Information gathering, reporting and similar foreign-service functions, she writes, are no longer necessary because of new technologies. Others now do them better than diplomats anyway. Of modern diplomacy’s principal purposes since it was invented six centuries ago in Renaissance Italy—to advance and protect the sovereign’s interests, to preserve peace and to be the primary official means for conducting affairs abroad—she makes barely any mention. If this perspective is widespread in Washington, the State Department really does have a problem, and Negroponte may well be the last American diplomat.
It is not difficult to imagine the reaction of an old foreign-service officer to such criticism. In public: a direct gaze and an anodyne statement about the importance of bureaucratic reform. In private: a slight rolling of the eyes, perhaps a sigh and a been-there-many-times-before-already remark. If that were to happen in this case, it would be a pity.

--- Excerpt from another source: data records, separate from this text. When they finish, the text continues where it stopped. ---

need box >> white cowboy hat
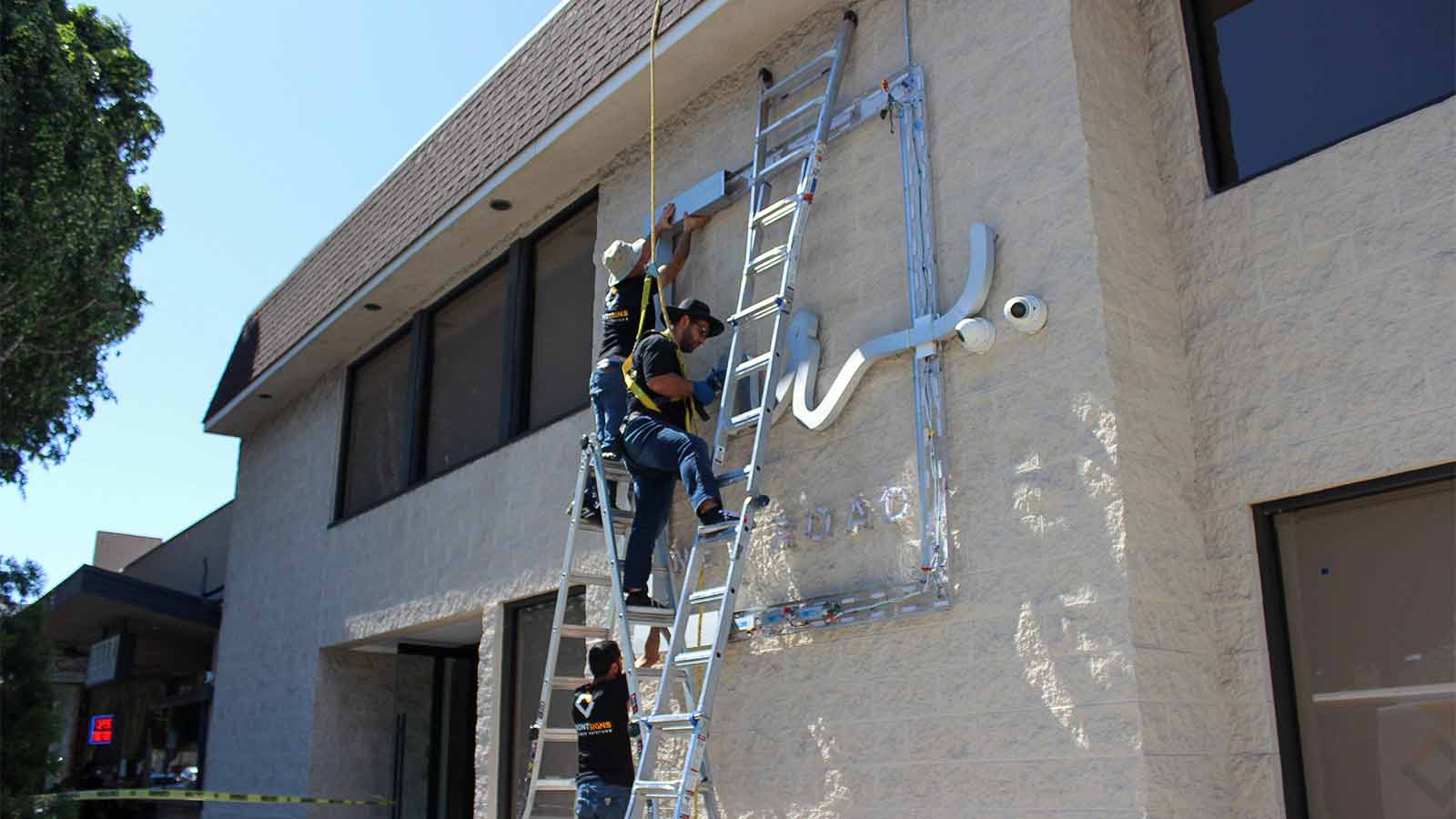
[602,238,646,286]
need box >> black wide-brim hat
[667,298,723,339]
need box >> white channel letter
[774,221,996,431]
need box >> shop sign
[86,714,116,744]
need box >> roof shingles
[207,0,702,419]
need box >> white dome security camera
[956,317,996,354]
[1002,294,1046,335]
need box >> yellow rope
[649,0,672,329]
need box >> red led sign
[86,714,116,744]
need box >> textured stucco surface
[208,0,1456,819]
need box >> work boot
[697,506,740,532]
[566,499,602,526]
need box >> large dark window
[530,204,597,427]
[1185,0,1456,189]
[1255,466,1456,819]
[425,265,510,475]
[340,329,410,514]
[335,191,597,519]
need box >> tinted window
[1191,0,1456,188]
[344,335,410,514]
[425,268,507,475]
[529,204,597,429]
[1274,480,1456,819]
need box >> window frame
[1179,0,1456,196]
[329,188,599,519]
[1250,460,1456,819]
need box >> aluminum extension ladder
[521,436,719,819]
[628,12,859,819]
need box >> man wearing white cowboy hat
[581,204,708,525]
[622,298,738,609]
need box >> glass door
[390,642,478,819]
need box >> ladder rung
[748,141,814,185]
[745,245,789,276]
[561,622,612,640]
[733,349,774,379]
[748,194,804,228]
[581,509,632,533]
[632,780,679,799]
[760,48,837,96]
[728,293,789,327]
[646,714,697,732]
[687,586,728,606]
[626,606,677,625]
[728,407,763,430]
[718,466,748,487]
[636,666,687,682]
[759,96,824,140]
[672,649,713,669]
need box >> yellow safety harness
[622,328,697,436]
[622,0,697,436]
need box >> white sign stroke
[774,221,996,431]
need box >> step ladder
[521,436,719,819]
[628,12,859,819]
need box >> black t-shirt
[602,276,657,359]
[571,674,636,787]
[628,332,687,430]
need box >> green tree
[0,0,162,491]
[0,557,70,819]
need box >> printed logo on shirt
[577,691,597,720]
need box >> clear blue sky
[0,0,556,587]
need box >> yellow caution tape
[36,788,393,806]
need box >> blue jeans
[577,780,632,819]
[587,363,628,506]
[622,415,723,589]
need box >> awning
[35,565,221,645]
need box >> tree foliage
[0,557,60,819]
[0,0,162,490]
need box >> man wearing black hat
[571,640,636,819]
[582,204,708,525]
[622,298,737,608]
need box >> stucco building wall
[208,0,1456,819]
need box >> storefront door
[390,642,478,819]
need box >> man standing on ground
[571,640,636,819]
[581,204,708,525]
[622,298,738,609]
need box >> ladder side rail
[593,436,652,722]
[628,521,713,819]
[814,12,859,145]
[713,84,769,466]
[521,439,591,819]
[672,495,754,817]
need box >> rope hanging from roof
[649,0,672,326]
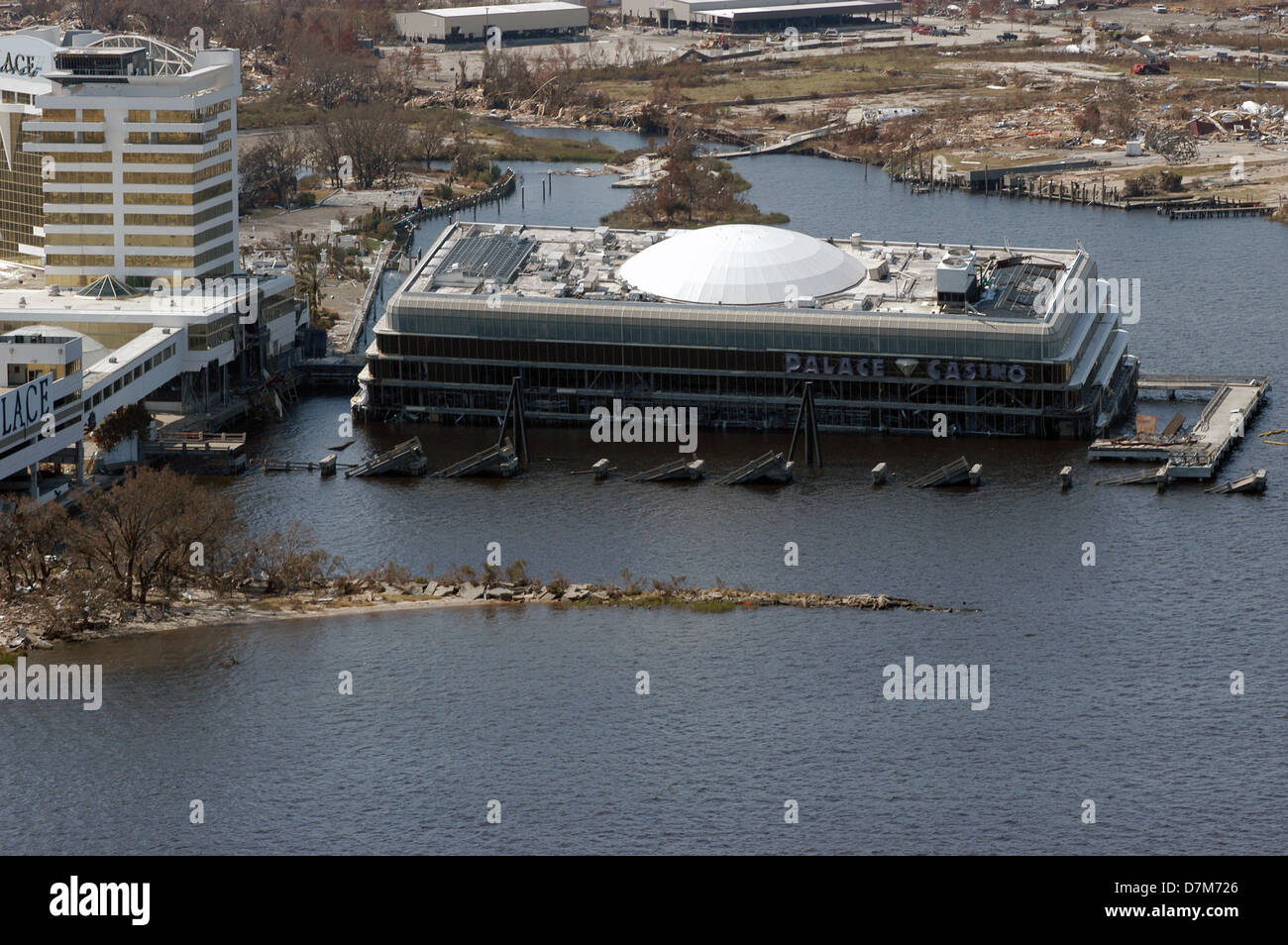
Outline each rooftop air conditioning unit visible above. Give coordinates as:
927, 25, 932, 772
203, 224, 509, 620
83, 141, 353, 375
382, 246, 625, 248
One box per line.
935, 249, 979, 305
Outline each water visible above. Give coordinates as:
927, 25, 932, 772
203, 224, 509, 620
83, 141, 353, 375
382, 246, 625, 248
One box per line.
0, 133, 1288, 854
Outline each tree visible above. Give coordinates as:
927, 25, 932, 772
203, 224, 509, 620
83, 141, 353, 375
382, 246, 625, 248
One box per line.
239, 129, 306, 203
415, 108, 465, 170
0, 497, 67, 600
248, 521, 343, 593
304, 121, 345, 186
67, 468, 236, 605
335, 104, 411, 188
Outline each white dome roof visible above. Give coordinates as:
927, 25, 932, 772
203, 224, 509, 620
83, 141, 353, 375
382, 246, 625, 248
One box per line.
619, 224, 864, 305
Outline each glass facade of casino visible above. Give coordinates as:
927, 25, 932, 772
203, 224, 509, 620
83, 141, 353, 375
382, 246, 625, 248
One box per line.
360, 292, 1136, 438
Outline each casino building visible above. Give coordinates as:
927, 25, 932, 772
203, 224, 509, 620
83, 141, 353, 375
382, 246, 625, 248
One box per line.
353, 223, 1137, 438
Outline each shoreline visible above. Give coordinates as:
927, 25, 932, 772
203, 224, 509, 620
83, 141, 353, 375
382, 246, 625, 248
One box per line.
0, 580, 978, 656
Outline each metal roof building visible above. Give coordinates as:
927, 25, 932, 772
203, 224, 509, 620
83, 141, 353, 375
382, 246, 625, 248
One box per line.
394, 0, 590, 43
622, 0, 901, 30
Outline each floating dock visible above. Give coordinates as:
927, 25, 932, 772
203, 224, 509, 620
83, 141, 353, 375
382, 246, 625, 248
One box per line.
434, 437, 519, 478
1203, 469, 1266, 495
631, 460, 707, 482
717, 450, 796, 485
1087, 374, 1270, 478
344, 437, 429, 478
909, 456, 984, 489
139, 433, 248, 475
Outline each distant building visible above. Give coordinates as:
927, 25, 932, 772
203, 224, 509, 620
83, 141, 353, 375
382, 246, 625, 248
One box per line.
622, 0, 901, 32
394, 0, 590, 43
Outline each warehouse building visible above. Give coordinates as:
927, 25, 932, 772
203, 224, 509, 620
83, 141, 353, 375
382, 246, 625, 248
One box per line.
622, 0, 901, 32
394, 0, 590, 43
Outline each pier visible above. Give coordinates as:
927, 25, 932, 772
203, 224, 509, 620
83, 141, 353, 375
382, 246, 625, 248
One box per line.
344, 437, 429, 478
1087, 374, 1270, 478
631, 460, 705, 482
909, 456, 983, 489
139, 433, 246, 475
717, 450, 796, 485
435, 376, 530, 478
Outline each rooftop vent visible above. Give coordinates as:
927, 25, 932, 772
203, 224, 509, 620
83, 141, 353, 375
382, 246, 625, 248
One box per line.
935, 248, 979, 305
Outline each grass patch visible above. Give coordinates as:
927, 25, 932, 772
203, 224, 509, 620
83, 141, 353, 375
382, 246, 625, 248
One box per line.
480, 125, 621, 163
555, 593, 741, 614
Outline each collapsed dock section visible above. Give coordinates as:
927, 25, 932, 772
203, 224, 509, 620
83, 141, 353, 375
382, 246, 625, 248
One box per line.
353, 223, 1137, 439
1087, 374, 1270, 480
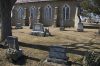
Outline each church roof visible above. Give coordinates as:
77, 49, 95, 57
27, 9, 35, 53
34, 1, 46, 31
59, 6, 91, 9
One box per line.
16, 0, 80, 3
16, 0, 50, 3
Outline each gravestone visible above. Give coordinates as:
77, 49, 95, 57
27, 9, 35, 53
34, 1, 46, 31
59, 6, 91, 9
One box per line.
60, 20, 65, 31
32, 23, 44, 36
47, 46, 68, 65
6, 36, 22, 61
75, 7, 84, 32
15, 23, 23, 29
77, 22, 83, 32
31, 23, 50, 36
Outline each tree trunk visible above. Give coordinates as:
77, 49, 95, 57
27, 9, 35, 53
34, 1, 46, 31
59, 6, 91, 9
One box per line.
0, 0, 16, 41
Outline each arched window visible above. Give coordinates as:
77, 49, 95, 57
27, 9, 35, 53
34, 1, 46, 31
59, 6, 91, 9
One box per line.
44, 5, 52, 20
30, 6, 37, 19
62, 5, 70, 20
17, 7, 24, 19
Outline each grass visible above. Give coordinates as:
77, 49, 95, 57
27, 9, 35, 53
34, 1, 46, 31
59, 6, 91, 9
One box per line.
0, 27, 100, 66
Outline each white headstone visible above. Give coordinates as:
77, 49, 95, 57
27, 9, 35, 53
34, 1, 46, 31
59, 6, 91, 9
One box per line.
74, 7, 84, 32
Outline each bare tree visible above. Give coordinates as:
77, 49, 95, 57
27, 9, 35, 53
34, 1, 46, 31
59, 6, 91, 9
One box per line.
0, 0, 16, 41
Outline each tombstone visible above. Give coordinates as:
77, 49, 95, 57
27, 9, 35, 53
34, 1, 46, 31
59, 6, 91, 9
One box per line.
15, 23, 23, 29
75, 7, 84, 32
77, 22, 83, 32
6, 36, 22, 61
60, 20, 65, 31
47, 46, 69, 65
31, 23, 49, 37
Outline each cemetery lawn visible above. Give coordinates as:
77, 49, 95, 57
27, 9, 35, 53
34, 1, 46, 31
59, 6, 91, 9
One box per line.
0, 27, 100, 66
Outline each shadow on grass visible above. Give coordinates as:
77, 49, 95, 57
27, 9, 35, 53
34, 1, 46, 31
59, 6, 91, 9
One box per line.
19, 42, 100, 56
12, 55, 40, 65
19, 42, 49, 51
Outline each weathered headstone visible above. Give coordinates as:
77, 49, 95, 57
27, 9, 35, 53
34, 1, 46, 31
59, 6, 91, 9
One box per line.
6, 36, 22, 61
31, 23, 51, 36
47, 46, 68, 64
60, 20, 65, 31
15, 23, 23, 29
75, 7, 84, 32
32, 23, 45, 36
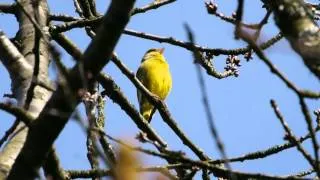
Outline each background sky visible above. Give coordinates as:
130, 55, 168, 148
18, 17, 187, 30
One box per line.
0, 0, 320, 178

Schake’s draconian prescriptions may strike diplomatic traditionalists as ill informed, even strange, but she issues an important challenge.
Not since Woodrow Wilson tried to invent something called the New Diplomacy has the United States faced a moment when it needs to reconceptualize the fundamental ways and means of what used to be called, in Wilson’s day, world order. For all that their hearts may in the right place, Secretary Hillary Clinton and her band of “Diplomacy 2.0” bloggers will not do it on their own. Good, serious diplomacy has always been about moving beyond the confines of ministries and parliaments. This is not new in theory; only the “modalities,” as they like to say in the Pentagon, have changed. But the changes have been so fast and dramatic that America’s diplomats and soldiers need to remind themselves of the axioms that guide their thinking and improve the practices they use to advance their country’s power and its interests—as they generally have done for decades—together.
Kenneth Weisbrode is a writer and historian. His latest book is On Ambivalence: The Problems and Pleasures of Having It Both Ways (The MIT Press, 2012).